Foundational Concepts

Cluster

A Kubernetes cluster is a set of nodes that are managed by different Kubernetes components to run containerized applications.

Pods (read ‘Containers’, but like, grouped)

Pods are the most common resource you will see inside a cluster, since they encapsulate one (or more) containers used to run a single workload. In the real world™ pods will often be created by other resources (such as DaemonSets, ReplicaSets and Deployments). This will cause you to see pod names like podname-is897 or podname-dy364.

Nodes

These are the machines (physical or virtual) that will be running the pods for the cluster. Each machine has a running service called kubelet that ensures that the node is actually running and configured as intended.

Services

Services are a nice way of naming and exposing services that are running on a set of a pods inside the cluster. Since pods are non-permanent resources, referring to a pod by ip address would cause issues. Services define a set of pods, and a policy by which to access them. Services are given a unique DNS name.

Namespaces

Namespaces are used to logically segment the cluster into different applications or workflows. For example:

  • myapp is a namespace for the application MyApp
  • myapp-ci is a namespace for our internal CI/CD1 build workflow for MyApp
  • test is a namespace used for testing configurations

By default, Kubernetes will always have these namespaces:

  • default - Allows you to get started quickly after deploying a cluster.
  • kube-node-lease - Holds short-term shared-resource locks and allows coordination between nodes.
  • kube-public - This namespace is readable by all clients. Usually reserved for resources that need to be visible and publicly readable through the whole cluster.
  • kube-system - Namespace for objects used to operate the cluster that are created by Kubernetes.

Secrets

Kubernetes has an in-built mechanism to provide API keys and credentials to applications. They usually contain goodies for attackers, and the default implementation lacks stuff you would expect like encryption at rest.

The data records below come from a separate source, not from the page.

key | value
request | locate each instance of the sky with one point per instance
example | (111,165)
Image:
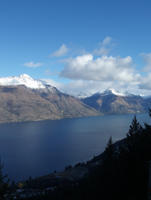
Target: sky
(79,46)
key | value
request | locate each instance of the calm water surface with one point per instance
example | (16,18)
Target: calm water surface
(38,148)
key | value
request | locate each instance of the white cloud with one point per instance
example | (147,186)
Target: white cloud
(32,64)
(104,68)
(61,51)
(147,60)
(106,41)
(105,47)
(145,82)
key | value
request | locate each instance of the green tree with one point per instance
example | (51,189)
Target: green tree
(4,182)
(135,128)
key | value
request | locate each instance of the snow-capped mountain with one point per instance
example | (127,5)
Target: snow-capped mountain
(113,91)
(25,99)
(23,79)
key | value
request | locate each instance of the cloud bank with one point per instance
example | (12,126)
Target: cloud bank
(62,51)
(33,64)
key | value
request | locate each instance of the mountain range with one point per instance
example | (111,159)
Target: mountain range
(26,99)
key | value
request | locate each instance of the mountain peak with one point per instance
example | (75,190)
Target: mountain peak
(114,92)
(23,79)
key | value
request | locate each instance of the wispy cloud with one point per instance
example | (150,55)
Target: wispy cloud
(33,64)
(104,68)
(62,51)
(105,47)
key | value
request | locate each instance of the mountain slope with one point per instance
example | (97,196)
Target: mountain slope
(19,103)
(110,102)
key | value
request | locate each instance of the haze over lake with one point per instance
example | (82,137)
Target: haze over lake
(39,148)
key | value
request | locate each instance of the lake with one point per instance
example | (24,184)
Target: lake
(39,148)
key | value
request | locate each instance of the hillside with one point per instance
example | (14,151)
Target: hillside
(19,103)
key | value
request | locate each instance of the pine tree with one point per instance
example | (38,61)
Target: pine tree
(109,150)
(4,182)
(135,128)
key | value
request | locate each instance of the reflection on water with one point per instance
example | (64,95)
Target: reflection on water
(38,148)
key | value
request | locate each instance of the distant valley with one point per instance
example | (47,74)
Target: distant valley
(25,99)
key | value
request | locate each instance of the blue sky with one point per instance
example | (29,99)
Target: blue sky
(46,39)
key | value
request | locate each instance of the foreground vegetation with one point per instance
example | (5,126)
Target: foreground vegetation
(121,172)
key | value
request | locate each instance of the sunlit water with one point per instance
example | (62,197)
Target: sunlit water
(38,148)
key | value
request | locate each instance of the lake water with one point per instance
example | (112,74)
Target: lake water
(38,148)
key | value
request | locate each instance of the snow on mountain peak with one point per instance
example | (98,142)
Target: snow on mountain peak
(23,79)
(113,91)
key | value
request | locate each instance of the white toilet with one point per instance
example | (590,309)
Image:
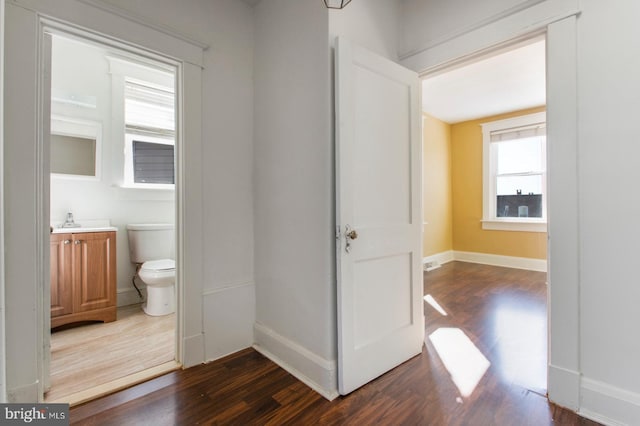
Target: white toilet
(151,248)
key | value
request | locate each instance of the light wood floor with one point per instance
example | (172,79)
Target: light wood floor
(86,356)
(501,311)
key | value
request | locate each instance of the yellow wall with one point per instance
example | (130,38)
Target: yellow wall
(466,187)
(438,233)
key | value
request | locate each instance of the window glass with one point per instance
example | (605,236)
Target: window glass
(520,155)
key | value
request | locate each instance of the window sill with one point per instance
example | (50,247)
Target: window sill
(149,193)
(515,224)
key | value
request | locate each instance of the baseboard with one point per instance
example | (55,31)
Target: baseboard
(128,296)
(564,387)
(192,350)
(439,258)
(229,314)
(608,404)
(24,394)
(316,372)
(504,261)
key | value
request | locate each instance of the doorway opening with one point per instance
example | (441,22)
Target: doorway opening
(485,192)
(113,155)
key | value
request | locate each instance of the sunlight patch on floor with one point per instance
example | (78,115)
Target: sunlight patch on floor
(464,361)
(522,347)
(434,304)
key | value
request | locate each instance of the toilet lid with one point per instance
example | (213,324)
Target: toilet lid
(159,265)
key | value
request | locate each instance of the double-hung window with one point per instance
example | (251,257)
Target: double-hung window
(515,177)
(149,113)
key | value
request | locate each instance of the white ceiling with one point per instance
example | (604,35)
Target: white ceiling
(251,2)
(501,83)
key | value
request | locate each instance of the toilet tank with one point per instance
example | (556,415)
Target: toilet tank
(151,241)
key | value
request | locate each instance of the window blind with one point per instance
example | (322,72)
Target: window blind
(153,163)
(534,130)
(149,109)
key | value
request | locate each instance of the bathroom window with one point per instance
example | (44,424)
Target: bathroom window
(149,113)
(515,180)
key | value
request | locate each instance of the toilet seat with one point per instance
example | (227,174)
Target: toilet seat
(159,276)
(159,265)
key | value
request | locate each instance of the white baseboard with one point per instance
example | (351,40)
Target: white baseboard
(316,372)
(229,314)
(192,350)
(128,296)
(564,387)
(504,261)
(441,258)
(608,404)
(24,394)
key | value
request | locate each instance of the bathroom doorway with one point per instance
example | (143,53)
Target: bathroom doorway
(113,155)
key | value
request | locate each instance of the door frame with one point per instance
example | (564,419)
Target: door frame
(46,28)
(563,275)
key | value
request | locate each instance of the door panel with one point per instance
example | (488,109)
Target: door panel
(60,277)
(378,215)
(93,255)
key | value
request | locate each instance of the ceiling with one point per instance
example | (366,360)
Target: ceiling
(501,83)
(251,2)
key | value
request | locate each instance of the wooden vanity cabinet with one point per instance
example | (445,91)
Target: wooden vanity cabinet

Random Kubernetes Security Information

Namespace network controls

Namespaces are great ways of segmenting out your pods and other resources. But it doesn’t really do anything on the networking side. In fact, to quote the CISA Kubernetes Hardening Guide2:

By default, no network policies are applied to Pods or namespaces, resulting in unrestricted ingress and egress traffic within the Pod network

Basically, all your pods can talk to each other by default. Dev? Prod? all of it can just talk 😄.

Service information in /proc/self/environ

You know that cheeky file that stores environment variables? Well Kubernetes puts some cool stuff in it :).

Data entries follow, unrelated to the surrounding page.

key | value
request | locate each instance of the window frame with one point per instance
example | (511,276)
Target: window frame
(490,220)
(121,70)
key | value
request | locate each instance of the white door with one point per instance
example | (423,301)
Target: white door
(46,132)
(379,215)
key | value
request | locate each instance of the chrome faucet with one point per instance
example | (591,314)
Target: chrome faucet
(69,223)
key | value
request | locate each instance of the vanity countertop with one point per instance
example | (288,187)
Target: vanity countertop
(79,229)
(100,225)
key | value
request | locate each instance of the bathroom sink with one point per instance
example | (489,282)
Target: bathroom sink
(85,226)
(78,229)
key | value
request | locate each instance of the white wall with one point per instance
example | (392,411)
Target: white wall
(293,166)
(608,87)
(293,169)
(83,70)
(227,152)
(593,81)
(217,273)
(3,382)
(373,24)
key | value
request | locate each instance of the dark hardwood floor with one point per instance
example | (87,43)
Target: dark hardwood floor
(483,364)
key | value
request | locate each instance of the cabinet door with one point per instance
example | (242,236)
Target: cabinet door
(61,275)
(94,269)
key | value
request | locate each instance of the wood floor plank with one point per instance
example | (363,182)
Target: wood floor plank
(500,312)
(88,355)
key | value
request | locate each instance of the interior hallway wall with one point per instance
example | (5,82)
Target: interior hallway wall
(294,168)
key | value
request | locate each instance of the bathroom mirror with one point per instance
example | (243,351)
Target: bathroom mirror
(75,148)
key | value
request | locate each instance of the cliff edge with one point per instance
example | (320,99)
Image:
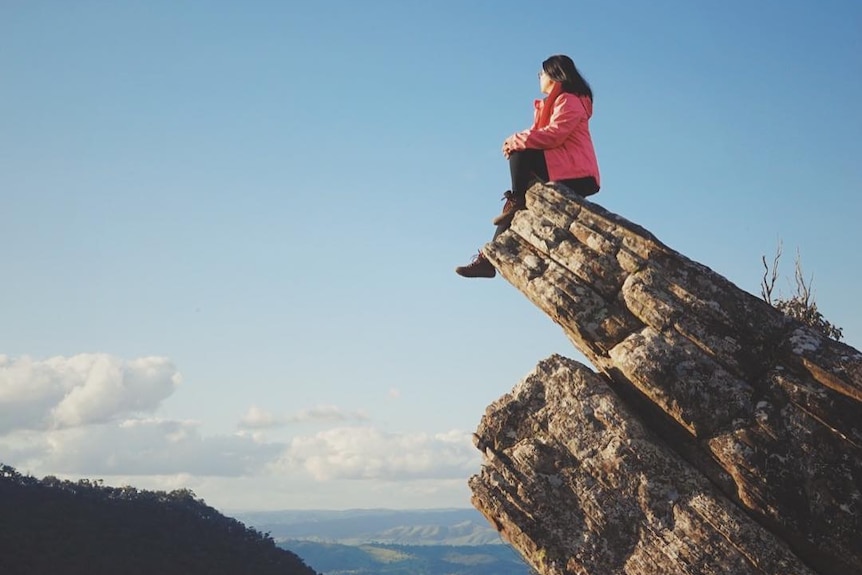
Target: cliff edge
(715,435)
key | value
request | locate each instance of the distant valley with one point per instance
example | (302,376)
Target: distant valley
(456,527)
(390,542)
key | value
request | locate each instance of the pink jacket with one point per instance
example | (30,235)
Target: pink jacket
(566,140)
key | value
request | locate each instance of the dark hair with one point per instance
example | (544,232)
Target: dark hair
(560,68)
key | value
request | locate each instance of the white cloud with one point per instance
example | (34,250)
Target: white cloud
(139,447)
(368,453)
(257,418)
(84,389)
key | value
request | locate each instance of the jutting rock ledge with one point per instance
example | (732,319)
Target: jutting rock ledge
(715,435)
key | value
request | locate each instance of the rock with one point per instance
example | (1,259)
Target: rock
(758,417)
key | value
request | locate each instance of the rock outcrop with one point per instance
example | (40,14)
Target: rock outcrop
(715,436)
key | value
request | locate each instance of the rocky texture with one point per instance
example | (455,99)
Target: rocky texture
(717,436)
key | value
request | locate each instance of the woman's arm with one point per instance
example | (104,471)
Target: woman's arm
(568,113)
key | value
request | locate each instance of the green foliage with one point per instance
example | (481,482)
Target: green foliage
(55,526)
(801,305)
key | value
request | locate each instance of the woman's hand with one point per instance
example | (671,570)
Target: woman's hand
(507,147)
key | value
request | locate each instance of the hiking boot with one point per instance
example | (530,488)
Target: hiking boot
(512,205)
(480,267)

Funnily enough Microsoft has good docs on this and Kubernetes doesn’t 🤷‍♂️.

Basically, Kubernetes automatically creates environment variables that give the internal IP addresses and ports of the services inside the cluster.

Kubernetes Goat

One of my favourite community projects is Kubrnetes Goat, which is kind of like the Damn Vulnerable Web App or Juice Shop of Kubernetes.

The only problem is that to deploy Kubernetes Goat we either need to use a cloud service (this can be very expensive, but I’ve heard good things about this guide for finding cheaper providers), or we can self-host which can be hard.

To help you get up and running ASAP, I’ve been working on using automation tools, specifically Ansible and Vagrant, to create a locally-hosted cluster.

The only problem here is that Kubernetes and Arch have breaking changes fairly34 often and I have to keep updating the scripts 😢.

Getting a test cluster up and running

First we need to grab a copy of the repository:

git clone https://gitlab.com/f3rn0s/kubernetes-cluster && cd "kubernetes-cluster"

Then we need to run Vagrant which usually takes a little while, but it will create the virtual machines, and install the various tools needed:

vagrant up

Finally we need to set-up networking and join the nodes to the cluster, which is done via a shell script located on the kubemaster machine:

vagrant ssh kubemaster
./deploy.sh

And that’s it, we have a fully™ working cluster.

Deploying Kubernetes Goat onto the test cluster

vagrant ssh kubemaster
cd /vagrant/custom-manifests/kubernetes-goat
bash setup-kubernetes-goat.sh

Then we need to wait a little while… (for all the different pods to be downloaded, scheduled and run). Then:

bash access-kubernetes-goat.sh